5. Material according to claim 1, wherein the MFI type zeolites are selected from MFI zeolites with a Si / AI ratio of 10 to 50, preferably 12 to 40 inclusive, and from MFIs with a Si / AI ratio of 100 to 800, preferably 100 to 300 inclusive, as well as purely silicic MFIs, for example Silicalite-1.
6. Material according to any one of the preceding claims comprising one or more adsorbent species selected from: porous materials based on coal, such as activated carbons and carbon molecular sieves; • diatomaceous earth; • metal oxides, typically transition metal oxides, including mixed oxides, for example zinc, iron, titanium, copper, zirconium, manganese, silver oxides and their combinations; • zeolites of the CHA, HEU, MOR, MEL, LTL type; • zeotypes such as, for example, aluminophosphates, titanosilicates, porous organic and / or organometallic materials, including MOFs (Metal Organic Frameworks) such as ZIFs (Zeolitic Imidazolate Frameworks), COFs (Covalent Organic Frameworks), and others; and • mesoporous silicas, such as for example those chosen from SBA, MCM, in particular MCM-41.

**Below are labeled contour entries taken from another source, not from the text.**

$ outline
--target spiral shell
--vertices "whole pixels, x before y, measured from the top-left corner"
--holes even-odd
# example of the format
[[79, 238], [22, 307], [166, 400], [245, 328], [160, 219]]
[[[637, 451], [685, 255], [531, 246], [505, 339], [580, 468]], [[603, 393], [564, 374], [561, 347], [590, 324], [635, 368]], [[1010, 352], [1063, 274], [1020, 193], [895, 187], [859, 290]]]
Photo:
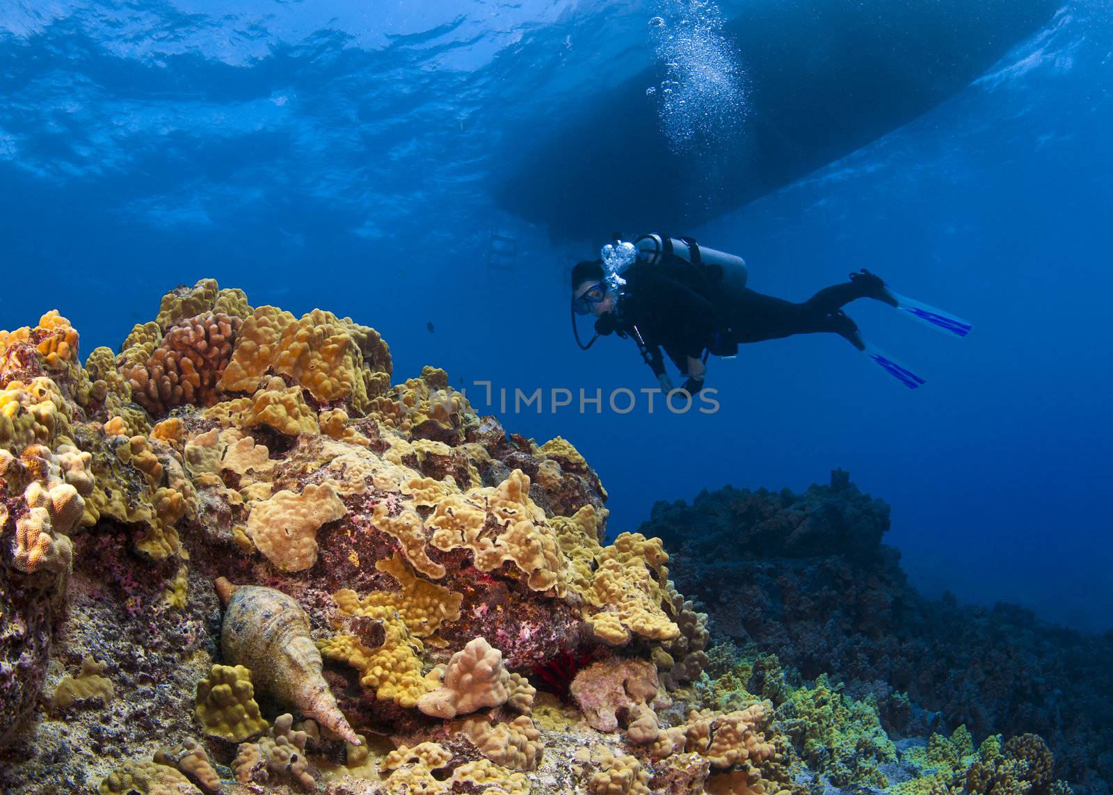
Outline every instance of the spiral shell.
[[225, 605], [225, 661], [246, 666], [257, 687], [358, 745], [321, 674], [321, 652], [309, 637], [305, 610], [274, 588], [236, 586], [224, 577], [216, 581], [216, 591]]

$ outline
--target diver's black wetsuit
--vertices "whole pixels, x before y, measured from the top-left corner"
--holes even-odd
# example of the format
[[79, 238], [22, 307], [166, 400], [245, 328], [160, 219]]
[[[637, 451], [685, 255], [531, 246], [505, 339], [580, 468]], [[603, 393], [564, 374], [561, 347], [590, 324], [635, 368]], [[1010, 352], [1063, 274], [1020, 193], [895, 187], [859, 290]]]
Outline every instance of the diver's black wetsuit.
[[857, 325], [840, 307], [867, 297], [873, 286], [865, 279], [837, 284], [794, 304], [747, 287], [728, 286], [712, 267], [679, 258], [657, 265], [636, 263], [622, 276], [627, 285], [614, 330], [637, 340], [637, 328], [657, 375], [664, 372], [660, 349], [687, 372], [688, 356], [701, 359], [707, 350], [717, 353], [723, 343], [817, 332], [853, 334]]

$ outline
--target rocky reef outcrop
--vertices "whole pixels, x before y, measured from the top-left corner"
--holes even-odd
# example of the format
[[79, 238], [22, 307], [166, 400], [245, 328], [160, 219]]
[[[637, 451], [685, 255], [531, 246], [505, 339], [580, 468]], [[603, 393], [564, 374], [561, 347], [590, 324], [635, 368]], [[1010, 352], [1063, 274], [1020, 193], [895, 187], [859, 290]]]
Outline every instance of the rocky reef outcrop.
[[78, 342], [0, 332], [6, 793], [1066, 792], [711, 645], [571, 443], [367, 326], [205, 279]]
[[839, 470], [800, 494], [727, 487], [659, 502], [639, 528], [664, 540], [677, 587], [720, 640], [775, 656], [797, 679], [827, 675], [875, 698], [890, 733], [1037, 733], [1061, 775], [1107, 793], [1113, 634], [1007, 603], [928, 599], [881, 542], [888, 529], [888, 506]]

7. Material according to any one of the preceding claims comprising one or more metals, which may be present in the form of cations, in particular in the form of exchangeable cations or present in metallic form or in the form of oxides, and in this case most often in clusters.
8. Material according to any one of the preceding claims comprising one or more cations selected from the hydronium, sodium, calcium, lithium, barium, potassium, magnesium, iron, zinc, copper, silver, titanium, manganese, cobalt cations.
9. Material according to any one of the preceding claims, wherein the mass ratio component A) / component B) is between 1 / 9 and 9 / 1, preferably between 1 / 6 and 6 / 1, for example between 1 / 2 and 2 / 1, inclusive.
10. Material according to any one of the preceding claims, wherein component C) is an agglomeration binder selected from natural, synthetic or artificial clays.
11. Material according to any one of the preceding claims, wherein component C) is a clay selected from kaolins, kaolinites, nacrites, dickites, halloysites, attapulgites, sepiolites, montmorillonites, bentonites, illites and metakaolins, as well as mixtures of two or more of them in any proportions.
12. Material according to any one of the preceding claims, wherein the quantity of component C) is between 0.1% and 60% by weight, preferably between 0.1% and 40% by weight, preferably again between 0.1% and 20% by weight, inclusive of terminals, relative to the total weight of the multipurpose adsorbent material of the present invention.
13. Material according to any one of the preceding claims, having an average volume diameter, or average length, between 0.05 mm and 10 mm, preferably between 0.1 mm and 10 mm, more preferably between 0.2 mm and 10 mm.
14. Use of a material according to any one of the preceding claims: the treatment and purification of water, organic liquids, gases, soils, for the treatment of wastewater, for air purification, for the purification of streams from chemical, mechanical, physical, or organic recycling operations, for chemical recycling and / or cracking of plastics, for the purification of streams in the food industry and in the field of packaging.